The problem isn’t just that Tesla faced a garbage collection problem, it’s that their entire training paradigm was fundamentally flawed on purpose. They’ve literally been crowdsourcing violations and encoding failures as learned behavior. They have been caught promoting rolling stop signs, they have celebrated cutting lanes tight, and even ingested a tragic pattern of racing to “beat” red lights without intervention.
That means garbage was being relabeled “acceptable driving.” Like picking up an old smelly steak that falls on the floor and serving it anyway as “well done”. Like saying white nationalists are tired of being called Nazis, so now they want to be known only as America First.
This is different from traditional GIGO risks because the garbage is a loophole that allows a systematic bias shift towards more aggressive, rule-breaking, privileged asshole behavior (e.g. Elon Musk’s personal brand).
The system over time was setup to tune towards narrowly defined aggressive drivers, not the safest ones.
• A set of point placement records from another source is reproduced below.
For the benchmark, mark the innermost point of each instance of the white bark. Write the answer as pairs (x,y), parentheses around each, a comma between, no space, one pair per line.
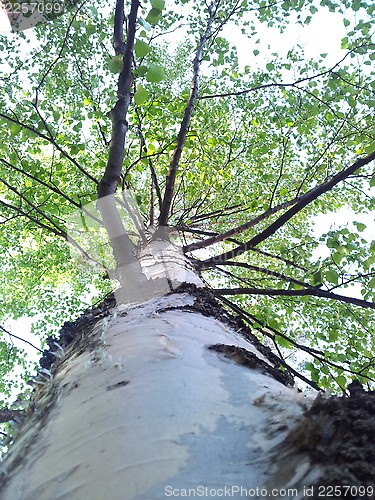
(146,406)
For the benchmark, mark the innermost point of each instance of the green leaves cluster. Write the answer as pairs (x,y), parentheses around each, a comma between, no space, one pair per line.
(261,136)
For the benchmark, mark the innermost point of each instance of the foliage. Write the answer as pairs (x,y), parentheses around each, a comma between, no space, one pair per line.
(261,137)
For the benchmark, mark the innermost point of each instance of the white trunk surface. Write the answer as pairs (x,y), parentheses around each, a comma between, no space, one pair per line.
(147,411)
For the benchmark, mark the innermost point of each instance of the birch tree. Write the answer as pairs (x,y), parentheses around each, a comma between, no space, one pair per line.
(143,163)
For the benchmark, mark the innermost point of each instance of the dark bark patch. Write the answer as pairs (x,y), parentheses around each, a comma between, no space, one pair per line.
(123,383)
(248,359)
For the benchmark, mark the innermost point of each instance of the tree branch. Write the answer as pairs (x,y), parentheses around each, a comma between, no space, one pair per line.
(304,200)
(52,141)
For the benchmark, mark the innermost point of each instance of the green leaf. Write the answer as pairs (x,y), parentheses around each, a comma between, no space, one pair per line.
(115,64)
(332,276)
(344,42)
(155,73)
(317,278)
(154,16)
(141,95)
(141,48)
(158,4)
(140,71)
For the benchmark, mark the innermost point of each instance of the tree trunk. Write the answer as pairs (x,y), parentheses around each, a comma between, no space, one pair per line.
(158,398)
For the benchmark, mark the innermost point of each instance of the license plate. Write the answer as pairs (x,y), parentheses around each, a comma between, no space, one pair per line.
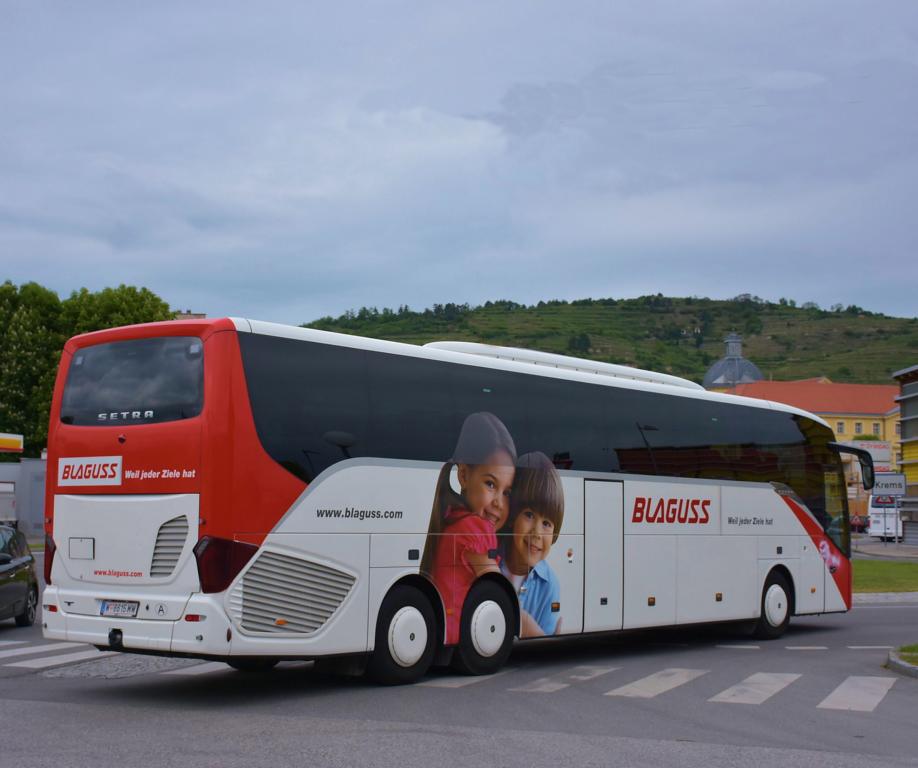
(120,609)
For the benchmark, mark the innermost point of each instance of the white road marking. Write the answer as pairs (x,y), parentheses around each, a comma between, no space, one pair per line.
(200,669)
(657,683)
(39,649)
(756,688)
(858,694)
(459,681)
(67,658)
(556,682)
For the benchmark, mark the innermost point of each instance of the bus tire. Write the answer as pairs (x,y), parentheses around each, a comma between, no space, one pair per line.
(243,664)
(776,608)
(485,630)
(405,637)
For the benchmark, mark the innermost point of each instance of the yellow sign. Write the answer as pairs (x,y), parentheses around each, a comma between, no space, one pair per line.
(10,443)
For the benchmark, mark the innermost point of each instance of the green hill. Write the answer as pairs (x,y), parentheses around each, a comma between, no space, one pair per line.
(681,336)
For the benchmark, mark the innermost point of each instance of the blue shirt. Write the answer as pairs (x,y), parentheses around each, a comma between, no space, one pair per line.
(538,591)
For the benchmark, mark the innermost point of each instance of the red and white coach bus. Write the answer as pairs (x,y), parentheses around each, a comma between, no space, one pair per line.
(249,492)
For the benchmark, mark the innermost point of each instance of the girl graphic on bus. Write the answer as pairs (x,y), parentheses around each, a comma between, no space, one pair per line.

What makes this particularly insidious is the feedback loop I identified back in 2016. “Mad Max” mode from 2018 wasn’t just marketing resurfacing in 2025, it’s a legal and technical weapon deployed by the company strategically.
Source: My presentation at MindTheSec 2021
Explicitly offering a “more aggressive” option means Tesla moves the Overton window while creating plausible deniability: “The system did what users wanted.”
This obscures that their baseline behavior was degraded by training on violations, and reframes the failures within a worse option. Disinformation defined.
Musk’s snake oil promises – that Teslas would magically become safer through fleet learning – require people to believe that more data automatically equals better outcomes. Which is like saying more sugar is going to make you happier. It’s only true if you have labeled ground truth, to know how close to diabetes you are. It needs a reward function aligned with actual safety, and the ability to detect and correct for systematic biases.
Tesla has none of these.
They have billions of miles of “damn, I can’t believe Tesla got away with it so far, I’m a gangsta cheating death” which is NOT the same as if its software drove the car legally let alone safely.
Tesla claimed to be doing engineering (testable, falsifiable, improvable) while actually doing testimonials (anecdotal, survivorship-biased, unfalsifiable). “My Tesla didn’t crash” is not data about safety, it’s absence of negative outcome, which is how drunk drivers justify their behavior too… like a teapot orbiting the sun (unfalsifiable claims based on absence of observed harm).